Elymus nutans is a perennial grass of the Gramineae family. Due to its cold-resistance and nutrition deficiency tolerance, it has been applied to the ecological restoration of degraded alpine grassland on the Qinghai-Tibet Plateau. As an important symbiotic microorganism, arbuscular mycorrhizal fungi (AMF) have been proven to have great potential in promoting the growth and stress resistance of Gramineae grasses. However, the response mechanism of the AMF needs to be clarified. Therefore, in this study, Rhizophagus irregularis was used to explore the mechanism regulating cold resistance of E. nutans. Based on pot experiments and metabolomics, the effects of R. irregularis were investigated on the activities of antioxidant enzyme and metabolites in the roots of E. nutans under cold stress (15/10°C, 16/8 h, day/night). The results showed that lipids and lipid molecules are the highest proportion of metabolites, accounting for 14.26% of the total metabolites. The inoculation with R. irregularis had no significant effects on the activities of antioxidant enzyme in the roots of E. nutans at room temperature. However, it can significantly change the levels of some lipids and other metabolites in the roots. Under cold stress, the antioxidant enzyme activities and the levels of some metabolites in the roots of E. nutans were significantly changed. Meanwhile, most of these metabolites were enriched in the pathways related to plant metabolism. According to the correlation analysis, the activities of antioxidant enzyme were closely related to the levels of some metabolites, such as flavonoids and lipids.
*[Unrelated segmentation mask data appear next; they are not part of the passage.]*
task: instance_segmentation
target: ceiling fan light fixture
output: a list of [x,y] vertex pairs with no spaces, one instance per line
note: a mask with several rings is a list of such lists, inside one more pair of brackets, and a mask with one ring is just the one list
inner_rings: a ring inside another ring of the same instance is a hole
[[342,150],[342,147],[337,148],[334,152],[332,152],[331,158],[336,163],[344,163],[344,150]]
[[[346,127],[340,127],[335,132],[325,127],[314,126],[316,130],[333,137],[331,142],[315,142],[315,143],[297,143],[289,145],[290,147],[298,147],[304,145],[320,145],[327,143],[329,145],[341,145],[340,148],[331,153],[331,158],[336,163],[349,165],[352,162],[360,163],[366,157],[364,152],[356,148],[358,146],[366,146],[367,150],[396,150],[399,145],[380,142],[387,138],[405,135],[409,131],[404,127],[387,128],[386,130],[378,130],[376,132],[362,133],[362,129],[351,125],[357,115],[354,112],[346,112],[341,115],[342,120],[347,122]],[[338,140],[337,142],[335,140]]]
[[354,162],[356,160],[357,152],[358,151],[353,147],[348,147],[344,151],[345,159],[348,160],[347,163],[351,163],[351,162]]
In conclusion, AMF may regulate the cold-resistance of Gramineae grasses by affecting plant metabolism, antioxidant enzyme activities and antioxidant-related metabolites like flavonoids and lipids. These results can provide some basis for studying the molecular mechanism of AMF regulating stress resistance of Gramineae grasses.

Keywords: Gramineae grasses; arbuscular mycorrhizal fungi; metabolomics; resistance mechanism; stress resistance.